Familiarity with aviation-specific standards (e.g., DO-178C, DO-254) or automotive safety frameworks (e.g., ISO 26262, SOTIF) as they relate to data and software validation.

Prior experience building or scaling data flywheel systems — closed-loop pipelines that feed real-world deployment signals back into training and labeling workflows.

Hands-on background with perception, planning, or control model development in autonomous vehicles or UAV/UAS systems.

Experience with formal data governance, lineage tracking, or provenance tooling in regulated environments.

Contributions to open-source tooling in the MLOps, data engineering, or simulation space.

This position is based on-site at Merlin HQ in Boston, MA.

Once you’re here, you’ll enjoy a variety of on-site perks designed to make your workday enjoyable and convenient.
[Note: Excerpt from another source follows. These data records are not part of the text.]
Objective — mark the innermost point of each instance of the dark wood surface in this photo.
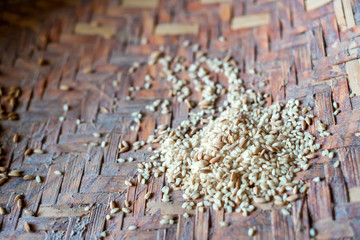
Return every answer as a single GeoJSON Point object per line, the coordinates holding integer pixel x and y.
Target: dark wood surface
{"type": "Point", "coordinates": [303, 51]}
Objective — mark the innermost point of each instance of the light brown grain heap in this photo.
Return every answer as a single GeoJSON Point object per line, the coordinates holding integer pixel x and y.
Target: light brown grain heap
{"type": "Point", "coordinates": [235, 155]}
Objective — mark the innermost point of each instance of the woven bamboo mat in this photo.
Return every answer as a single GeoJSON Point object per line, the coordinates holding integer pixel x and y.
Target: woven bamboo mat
{"type": "Point", "coordinates": [304, 49]}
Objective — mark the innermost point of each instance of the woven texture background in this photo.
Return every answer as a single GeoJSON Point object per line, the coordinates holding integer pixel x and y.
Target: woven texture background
{"type": "Point", "coordinates": [304, 49]}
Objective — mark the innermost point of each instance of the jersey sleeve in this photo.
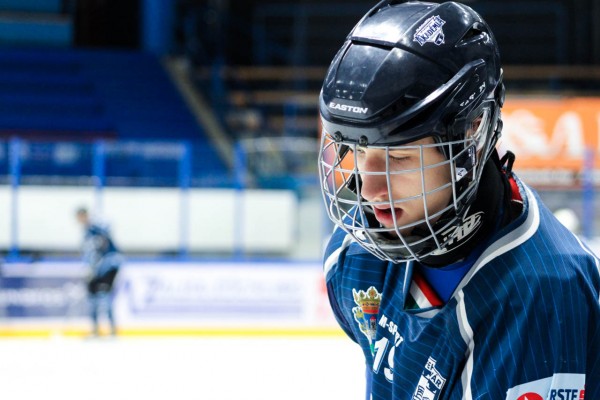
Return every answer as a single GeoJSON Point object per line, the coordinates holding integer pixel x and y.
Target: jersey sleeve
{"type": "Point", "coordinates": [333, 268]}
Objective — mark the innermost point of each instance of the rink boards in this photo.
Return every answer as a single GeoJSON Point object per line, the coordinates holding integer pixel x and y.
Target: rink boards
{"type": "Point", "coordinates": [171, 298]}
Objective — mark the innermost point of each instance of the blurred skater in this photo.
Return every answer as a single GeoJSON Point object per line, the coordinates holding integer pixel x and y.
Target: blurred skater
{"type": "Point", "coordinates": [103, 260]}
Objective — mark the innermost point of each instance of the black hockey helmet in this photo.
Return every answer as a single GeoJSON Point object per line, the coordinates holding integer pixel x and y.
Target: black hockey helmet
{"type": "Point", "coordinates": [410, 70]}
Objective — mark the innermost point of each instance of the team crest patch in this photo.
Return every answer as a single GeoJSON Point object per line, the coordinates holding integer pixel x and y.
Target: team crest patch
{"type": "Point", "coordinates": [365, 312]}
{"type": "Point", "coordinates": [430, 31]}
{"type": "Point", "coordinates": [431, 383]}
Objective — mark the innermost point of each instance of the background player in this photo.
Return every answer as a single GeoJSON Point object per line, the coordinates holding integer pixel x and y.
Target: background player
{"type": "Point", "coordinates": [448, 271]}
{"type": "Point", "coordinates": [104, 261]}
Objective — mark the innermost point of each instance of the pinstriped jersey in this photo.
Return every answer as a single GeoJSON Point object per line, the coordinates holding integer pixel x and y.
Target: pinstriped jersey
{"type": "Point", "coordinates": [524, 323]}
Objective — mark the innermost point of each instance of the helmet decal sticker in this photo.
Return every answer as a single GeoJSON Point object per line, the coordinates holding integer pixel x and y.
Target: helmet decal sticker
{"type": "Point", "coordinates": [430, 31]}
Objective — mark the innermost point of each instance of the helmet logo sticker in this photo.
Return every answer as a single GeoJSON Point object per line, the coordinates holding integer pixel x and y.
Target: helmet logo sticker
{"type": "Point", "coordinates": [430, 31]}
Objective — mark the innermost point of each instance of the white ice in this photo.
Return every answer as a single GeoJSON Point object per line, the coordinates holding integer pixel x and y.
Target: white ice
{"type": "Point", "coordinates": [223, 368]}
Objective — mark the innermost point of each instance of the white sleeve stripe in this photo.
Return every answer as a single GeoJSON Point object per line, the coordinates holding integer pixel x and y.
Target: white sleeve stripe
{"type": "Point", "coordinates": [514, 239]}
{"type": "Point", "coordinates": [466, 333]}
{"type": "Point", "coordinates": [593, 256]}
{"type": "Point", "coordinates": [333, 257]}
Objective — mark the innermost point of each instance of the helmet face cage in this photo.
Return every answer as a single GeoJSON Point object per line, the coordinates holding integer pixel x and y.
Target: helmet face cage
{"type": "Point", "coordinates": [341, 183]}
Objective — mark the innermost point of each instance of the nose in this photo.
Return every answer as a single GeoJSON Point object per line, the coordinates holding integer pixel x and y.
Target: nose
{"type": "Point", "coordinates": [372, 168]}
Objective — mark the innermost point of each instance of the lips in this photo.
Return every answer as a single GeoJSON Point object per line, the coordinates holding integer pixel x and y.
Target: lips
{"type": "Point", "coordinates": [385, 216]}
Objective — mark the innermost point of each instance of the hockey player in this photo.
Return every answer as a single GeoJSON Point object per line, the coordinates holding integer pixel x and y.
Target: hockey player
{"type": "Point", "coordinates": [103, 260]}
{"type": "Point", "coordinates": [448, 271]}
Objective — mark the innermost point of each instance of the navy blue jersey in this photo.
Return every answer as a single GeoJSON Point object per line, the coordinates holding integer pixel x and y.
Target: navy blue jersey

These include catered lunches featuring a rotating menu of delicious options, an assortment of snacks to keep you fueled throughout the day, and a selection of beverages, including coffee, tea, and other drinks, to keep you refreshed.

Our goal is to create an environment where you can thrive both professionally and personally

Merlin Labs offers an innovative, entrepreneurial, and team-focused startup environment. We also offer a top-notch benefits package (health, dental, life, unlimited vacation, and 401k with match) and work/life integration. Being part of the Merlin team allows you to become part of a small team that supports professional development while working together to achieve our mission.

Merlin Labs is an equal opportunity employer and values diversity. We do not discriminate on the basis of race, religion, color, national origin, genetic information, sex (including pregnancy), gender, gender identity and expression, sexual orientation, age, marital status, military service or obligation or disability status, or any other characteristic protected by law. All job offers are contingent upon the candidate passing background and reference checks.

At this time, we are unable to provide visa sponsorship or consider candidates who require visa transfers. Applicants must be authorized to work in the United States without the need for visa sponsorship now or in the future.

In compliance with federal law, all persons hired will be required to verify identity and eligibility to work in the United States and to complete the required employment eligibility verification form upon hire.

If you require reasonable accommodation in completing an application, interviewing, completing any pre-employment testing, or otherwise participating in the employee selection process, please direct your inquiries to: people@merlinlabs.com

Merlin Labs does not accept unsolicited resumes from any source other than directly from candidates.